Benjamin Wong (pictured), Head of Transport and Logistics for InvestHK, is responsible for encouraging inward investment in this sector. InvestHK helps with the onboarding of companies setting-up here with planning, advice, licenses, visas, IP and more. “We’re four hours by plane from Asia’s key markets and five hours from half the world’s population, so business day trips are normal,” he said. ‘One country, two systems’ was the motto for Hong Kong upon its return to Chinese rule, but I am not persuaded that this is still the case in practice. Wong says that it is an ideal business base, and that is true from a purely commercial point of view. Over 1300 companies have their regional headquarters here. “We’re efficient,” Wong emphasises. “Being just one city means there is only one layer of government, so bureaucracy is low and corruption very low.”

What of Hong Kong’s ranking as a business location? “There may be fluctuations but we’re still up where we have been,” Wong argues. For ship operators, income derived from the international operation of ships registered here are exempt from profits tax. The same applies for profits derived by qualifying ship lessors from leasing activities. For ship leasing management activities, the corporation tax is just 8.25%. Profits derived by direct insurers underwriting marine-related risk are also taxed at this low rate, as are profits for ship agents, brokers and managers. No wonder the shipping registry here is ranked fourth in the world.

Geopolitical Bifurcation

The International Chamber of Shipping (ICS) is committed to the decarbonization journey. The drought in Panama last year, which restricted use of the canal, together with various port closures due to extreme weather, served to remind the shipping industry of the pressing need to get to net zero as soon as possible, according to ICS chairman Emanuele Grimaldi, speaking at a conference here. Dual fuel and green fuel ships present a challenge that can be overcome. Green hydrogen, methanol, ethanol and ammonia fuels are all being developed to add to LNG and the goal is to adopt a pricing mechanism for all fuels as they become available in greater quantities. Hong Kong is pitching itself as a ‘green shipping corridor’ due to its firm commitment to green bunkering – the supply of cleaner fuels to ships – though it is thankfully not alone in this provision.

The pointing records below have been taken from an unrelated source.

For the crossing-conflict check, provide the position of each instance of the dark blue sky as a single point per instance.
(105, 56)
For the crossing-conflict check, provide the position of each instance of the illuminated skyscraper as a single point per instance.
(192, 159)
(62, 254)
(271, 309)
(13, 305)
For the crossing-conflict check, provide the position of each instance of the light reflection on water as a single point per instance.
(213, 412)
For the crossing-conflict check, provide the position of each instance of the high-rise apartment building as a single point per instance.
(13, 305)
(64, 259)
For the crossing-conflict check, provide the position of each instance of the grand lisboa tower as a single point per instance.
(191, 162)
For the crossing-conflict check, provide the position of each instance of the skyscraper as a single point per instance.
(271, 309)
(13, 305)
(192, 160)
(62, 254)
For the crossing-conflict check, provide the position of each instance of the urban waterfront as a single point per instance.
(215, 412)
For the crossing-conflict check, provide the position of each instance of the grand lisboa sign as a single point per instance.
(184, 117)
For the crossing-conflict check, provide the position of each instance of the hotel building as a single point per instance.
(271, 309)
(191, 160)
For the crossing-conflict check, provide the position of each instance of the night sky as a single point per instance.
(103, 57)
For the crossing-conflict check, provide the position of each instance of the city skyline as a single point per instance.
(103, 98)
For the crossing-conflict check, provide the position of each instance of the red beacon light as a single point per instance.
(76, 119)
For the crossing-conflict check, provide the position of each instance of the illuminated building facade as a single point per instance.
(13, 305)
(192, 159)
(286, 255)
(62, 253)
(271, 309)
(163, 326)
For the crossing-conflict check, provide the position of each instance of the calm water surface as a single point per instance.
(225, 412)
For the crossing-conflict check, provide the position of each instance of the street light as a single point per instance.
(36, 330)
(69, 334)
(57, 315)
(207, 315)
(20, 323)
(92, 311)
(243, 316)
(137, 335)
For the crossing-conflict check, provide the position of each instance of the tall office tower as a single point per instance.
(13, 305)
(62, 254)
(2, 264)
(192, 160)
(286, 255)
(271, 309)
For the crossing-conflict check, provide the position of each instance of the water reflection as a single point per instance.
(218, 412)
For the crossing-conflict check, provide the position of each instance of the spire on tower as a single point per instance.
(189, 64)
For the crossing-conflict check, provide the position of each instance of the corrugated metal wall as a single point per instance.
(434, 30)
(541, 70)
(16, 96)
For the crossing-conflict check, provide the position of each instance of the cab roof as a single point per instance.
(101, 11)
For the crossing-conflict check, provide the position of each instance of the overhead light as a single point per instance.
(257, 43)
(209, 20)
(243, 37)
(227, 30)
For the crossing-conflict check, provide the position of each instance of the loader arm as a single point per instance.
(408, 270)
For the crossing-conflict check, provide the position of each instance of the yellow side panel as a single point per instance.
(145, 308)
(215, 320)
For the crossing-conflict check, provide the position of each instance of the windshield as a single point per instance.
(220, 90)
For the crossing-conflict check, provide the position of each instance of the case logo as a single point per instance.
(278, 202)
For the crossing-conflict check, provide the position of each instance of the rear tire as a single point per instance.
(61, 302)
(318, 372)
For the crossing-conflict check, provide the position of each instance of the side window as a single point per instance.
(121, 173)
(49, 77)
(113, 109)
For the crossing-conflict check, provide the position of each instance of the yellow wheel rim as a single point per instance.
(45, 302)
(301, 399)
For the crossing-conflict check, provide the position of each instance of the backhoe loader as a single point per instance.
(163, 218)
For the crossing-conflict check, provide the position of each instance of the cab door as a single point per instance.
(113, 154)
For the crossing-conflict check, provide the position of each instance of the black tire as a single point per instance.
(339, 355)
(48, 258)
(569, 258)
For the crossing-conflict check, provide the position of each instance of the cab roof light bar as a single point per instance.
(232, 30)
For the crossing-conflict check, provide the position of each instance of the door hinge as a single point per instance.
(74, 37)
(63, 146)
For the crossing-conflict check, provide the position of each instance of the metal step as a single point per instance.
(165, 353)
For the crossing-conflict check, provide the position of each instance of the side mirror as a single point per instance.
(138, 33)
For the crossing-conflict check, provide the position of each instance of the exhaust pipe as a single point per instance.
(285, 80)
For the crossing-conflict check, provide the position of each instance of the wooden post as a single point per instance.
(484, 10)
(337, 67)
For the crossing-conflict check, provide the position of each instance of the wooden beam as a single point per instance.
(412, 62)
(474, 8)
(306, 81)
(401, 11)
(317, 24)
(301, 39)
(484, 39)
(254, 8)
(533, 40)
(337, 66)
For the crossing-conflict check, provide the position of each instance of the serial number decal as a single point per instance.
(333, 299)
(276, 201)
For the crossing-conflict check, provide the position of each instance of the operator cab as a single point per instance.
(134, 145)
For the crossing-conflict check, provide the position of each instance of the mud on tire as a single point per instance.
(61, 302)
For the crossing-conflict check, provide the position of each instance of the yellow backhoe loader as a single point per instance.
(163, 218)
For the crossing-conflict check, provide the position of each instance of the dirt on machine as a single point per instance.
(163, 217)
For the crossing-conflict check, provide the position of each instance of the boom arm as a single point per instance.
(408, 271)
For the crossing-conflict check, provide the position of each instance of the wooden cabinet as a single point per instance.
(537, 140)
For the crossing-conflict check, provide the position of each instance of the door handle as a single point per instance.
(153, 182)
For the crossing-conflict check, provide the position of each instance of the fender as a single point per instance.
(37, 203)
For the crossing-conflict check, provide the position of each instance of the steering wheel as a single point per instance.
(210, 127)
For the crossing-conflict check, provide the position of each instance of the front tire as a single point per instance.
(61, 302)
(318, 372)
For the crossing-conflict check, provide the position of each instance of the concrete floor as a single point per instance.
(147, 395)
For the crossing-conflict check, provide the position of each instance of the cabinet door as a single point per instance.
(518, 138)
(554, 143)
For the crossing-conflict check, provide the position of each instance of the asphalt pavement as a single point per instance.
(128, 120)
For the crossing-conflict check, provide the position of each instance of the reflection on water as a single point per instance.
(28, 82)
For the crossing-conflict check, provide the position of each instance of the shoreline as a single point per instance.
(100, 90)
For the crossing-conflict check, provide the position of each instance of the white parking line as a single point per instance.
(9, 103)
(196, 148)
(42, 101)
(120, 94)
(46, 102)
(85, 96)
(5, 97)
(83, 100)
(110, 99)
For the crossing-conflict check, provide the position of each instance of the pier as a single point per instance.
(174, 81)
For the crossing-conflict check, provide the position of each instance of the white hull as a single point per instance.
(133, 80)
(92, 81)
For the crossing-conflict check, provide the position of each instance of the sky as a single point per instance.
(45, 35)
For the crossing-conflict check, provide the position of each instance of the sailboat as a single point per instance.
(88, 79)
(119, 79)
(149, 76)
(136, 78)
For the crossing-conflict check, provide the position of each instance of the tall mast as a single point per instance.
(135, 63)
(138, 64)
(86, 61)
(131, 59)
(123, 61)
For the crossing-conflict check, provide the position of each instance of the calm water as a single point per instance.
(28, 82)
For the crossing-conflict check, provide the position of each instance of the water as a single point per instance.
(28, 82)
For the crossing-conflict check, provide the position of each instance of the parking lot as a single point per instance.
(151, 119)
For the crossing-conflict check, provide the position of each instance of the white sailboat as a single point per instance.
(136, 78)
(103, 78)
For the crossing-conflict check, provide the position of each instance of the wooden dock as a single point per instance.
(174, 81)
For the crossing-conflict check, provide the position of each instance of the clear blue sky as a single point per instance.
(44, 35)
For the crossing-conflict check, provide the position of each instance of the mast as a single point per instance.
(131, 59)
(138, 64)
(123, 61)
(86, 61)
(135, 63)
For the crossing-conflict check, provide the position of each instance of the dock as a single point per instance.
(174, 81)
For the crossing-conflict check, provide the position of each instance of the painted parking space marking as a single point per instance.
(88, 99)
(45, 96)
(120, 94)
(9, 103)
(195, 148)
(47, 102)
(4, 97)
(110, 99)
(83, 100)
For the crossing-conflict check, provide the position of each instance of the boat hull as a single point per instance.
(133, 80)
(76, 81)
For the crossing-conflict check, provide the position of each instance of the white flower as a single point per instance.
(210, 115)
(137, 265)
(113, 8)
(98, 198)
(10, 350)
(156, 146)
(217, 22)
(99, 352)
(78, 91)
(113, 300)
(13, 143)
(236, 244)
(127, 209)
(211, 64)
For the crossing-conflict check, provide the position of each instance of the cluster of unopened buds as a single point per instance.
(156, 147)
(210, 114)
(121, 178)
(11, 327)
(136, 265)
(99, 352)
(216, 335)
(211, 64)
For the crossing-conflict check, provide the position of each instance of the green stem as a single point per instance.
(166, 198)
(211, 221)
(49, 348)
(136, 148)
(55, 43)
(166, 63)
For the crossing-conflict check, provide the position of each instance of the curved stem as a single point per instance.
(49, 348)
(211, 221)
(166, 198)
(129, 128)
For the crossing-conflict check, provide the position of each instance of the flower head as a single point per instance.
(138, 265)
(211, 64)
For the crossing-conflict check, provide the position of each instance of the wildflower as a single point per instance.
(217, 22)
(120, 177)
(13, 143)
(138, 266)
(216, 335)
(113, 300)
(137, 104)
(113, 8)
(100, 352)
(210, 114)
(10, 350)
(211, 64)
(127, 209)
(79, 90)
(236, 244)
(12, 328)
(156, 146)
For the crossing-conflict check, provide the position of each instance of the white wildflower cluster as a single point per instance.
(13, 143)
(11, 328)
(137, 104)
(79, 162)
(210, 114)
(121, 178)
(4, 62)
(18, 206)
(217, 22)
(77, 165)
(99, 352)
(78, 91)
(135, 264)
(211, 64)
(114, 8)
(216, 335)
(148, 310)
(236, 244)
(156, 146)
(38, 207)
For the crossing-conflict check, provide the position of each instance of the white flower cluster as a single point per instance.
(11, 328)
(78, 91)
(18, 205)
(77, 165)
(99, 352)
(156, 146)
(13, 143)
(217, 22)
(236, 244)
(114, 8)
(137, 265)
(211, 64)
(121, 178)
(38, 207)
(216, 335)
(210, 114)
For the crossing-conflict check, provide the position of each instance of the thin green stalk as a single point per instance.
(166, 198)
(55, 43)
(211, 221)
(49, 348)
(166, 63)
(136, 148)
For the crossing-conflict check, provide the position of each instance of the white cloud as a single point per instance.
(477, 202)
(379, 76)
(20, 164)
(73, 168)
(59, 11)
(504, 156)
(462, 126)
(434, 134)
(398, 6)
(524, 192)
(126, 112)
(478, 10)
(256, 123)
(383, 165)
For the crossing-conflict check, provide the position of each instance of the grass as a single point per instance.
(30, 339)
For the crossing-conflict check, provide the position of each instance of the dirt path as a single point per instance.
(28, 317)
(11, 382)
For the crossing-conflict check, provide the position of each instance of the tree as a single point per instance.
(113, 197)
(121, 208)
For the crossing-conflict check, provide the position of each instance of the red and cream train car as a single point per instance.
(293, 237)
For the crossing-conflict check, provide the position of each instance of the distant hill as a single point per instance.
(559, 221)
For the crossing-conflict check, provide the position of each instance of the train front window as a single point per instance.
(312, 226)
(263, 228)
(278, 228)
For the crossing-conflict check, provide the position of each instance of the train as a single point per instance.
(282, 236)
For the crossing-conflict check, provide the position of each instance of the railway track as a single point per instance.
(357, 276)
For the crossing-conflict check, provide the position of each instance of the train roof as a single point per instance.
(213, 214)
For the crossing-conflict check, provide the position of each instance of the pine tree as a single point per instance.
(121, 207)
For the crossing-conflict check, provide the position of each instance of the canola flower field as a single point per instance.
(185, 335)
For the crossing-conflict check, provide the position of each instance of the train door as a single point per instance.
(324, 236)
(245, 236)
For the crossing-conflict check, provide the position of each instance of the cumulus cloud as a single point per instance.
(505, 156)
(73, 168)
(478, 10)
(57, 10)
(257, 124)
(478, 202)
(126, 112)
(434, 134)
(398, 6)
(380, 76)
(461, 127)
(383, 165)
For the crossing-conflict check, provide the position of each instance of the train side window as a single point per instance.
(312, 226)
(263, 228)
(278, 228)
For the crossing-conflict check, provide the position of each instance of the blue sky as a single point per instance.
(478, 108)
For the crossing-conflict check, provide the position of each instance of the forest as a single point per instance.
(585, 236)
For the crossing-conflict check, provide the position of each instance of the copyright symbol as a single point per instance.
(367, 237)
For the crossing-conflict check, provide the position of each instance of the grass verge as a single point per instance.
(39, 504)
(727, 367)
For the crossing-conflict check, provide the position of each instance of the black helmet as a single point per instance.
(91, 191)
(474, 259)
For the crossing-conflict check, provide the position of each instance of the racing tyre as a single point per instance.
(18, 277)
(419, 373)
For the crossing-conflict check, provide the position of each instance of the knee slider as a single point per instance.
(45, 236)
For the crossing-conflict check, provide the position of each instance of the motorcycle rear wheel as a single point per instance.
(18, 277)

Protectionism and unilateralism are re-emerging challenges. Geopolitical tensions and piracy in the Red Sea compound that as maritime issues become trade issues. Would new USA import tariffs on Chinese containers affect Hong Kong? Dialogue and partnership are required to protect the multilateral, rules-based global shipping sector. However, according to the International Maritime Organisation’s Secretary-General Arsenio Dominguez, “shipping is resilient and adaptable. There’s no complacency. Net zero by 2050 is difficult to achieve, we need to focus first on 2030 and all options must be considered. We want to be greener, safer, more secure, as well as to digitize the industry.” There are currently around 2600 new ships on order, with 50% of them being dual-fuel ready.

Maritime Cluster

Sandy Chan is Managing Director of the Hong Kong Shipowners Association (HKSA). It has 200 corporate members who collectively own over 2500 ships. HKSA has input to shipping regulations, as well as doing promotional work. The number of shipowners here helps attract more, plus insurers and other service providers.
“We have an edge in Hong Kong to being a bunkering hub,” Chan says. “China is becoming a major supplier of green fuels. Big progress in technology is required, though, because for all the new fuels you need greater quantities than for current ones. Only 1% of the world’s fleet can use green fuels today. Buyers should choose ‘ammonia-ready’ new ships. Crews will need re-training too as storage and usage is complex.”

No Shipping, no Shopping

Shipping volumes rose 2% last year and are forecast to climb by an average of 2.4% per year for the rest of the decade. But the attractions of a life at sea are not what they once were. Seafarers must be considered and their free movement permitted. Shipping gets it done, but headwinds make it tougher.

All supply chain companies need talent. More education and training are needed to be able to staff the sector sufficiently. Hong Kong has earmarked a marine and aviation training fund (MATF) to assist. MATF subsidizes internships and existing professionals in logistics can access additional training course funding. Nearby Shenzhen is one of many port cities that has a maritime university – the College of Life Sciences and Oceanography. But will it attract enough budding merchant navy officers? “Getting new talent into our industry is important, not just for seafaring,” Chan told me. “There is cadet training at the maritime school here and a student exchange programme.”

Quayside View

My tour was made complete by visiting Modern Terminals, based at berths 1, 2, 5 and 9 of the Kwai Tsing Container Terminal in Victoria Harbour. The privately-owned company was established in 1969 and built Hong Kong’s first purpose-built container terminal in 1972. Wharf Holdings, which owns the famous Star Ferry Company here, is the majority shareholder. It is one of five operators at Kwai Tsing, along with DP World, Cosco, Hong Kong International Terminals and Asia Container Terminals.

Elin Wong, Head of Corporate Affairs for Modern Terminals, provided the tour and told me that the terminal can accommodate the world’s largest vessels. “We have invested in berth deepening, gantry crane heightening and boom extending,” she informed. “Chinese manufacturers send export goods by barge across the bay to us, and vice-versa, so we’re now a transhipment hub.” The hope is that China will relax cabotage rules, which would enable international shipping carriers to operate between mainland Chinese ports, rather than this being restricted to just Chinese shipping lines.

Impressively, electric remote-controlled gantry cranes are now used here, and the company has an annual throughput capacity of seven million TEUs. It is also a shareholder in Shenzhen port. Modern Terminals describes itself as a progressive company, with a proud heritage. Wong explained that it has a strong emphasis on the cultural values of its employees, work-life balance and fulfilment. Trust, accountability and teamwork go hand-in-hand as the company is committed to operational excellence.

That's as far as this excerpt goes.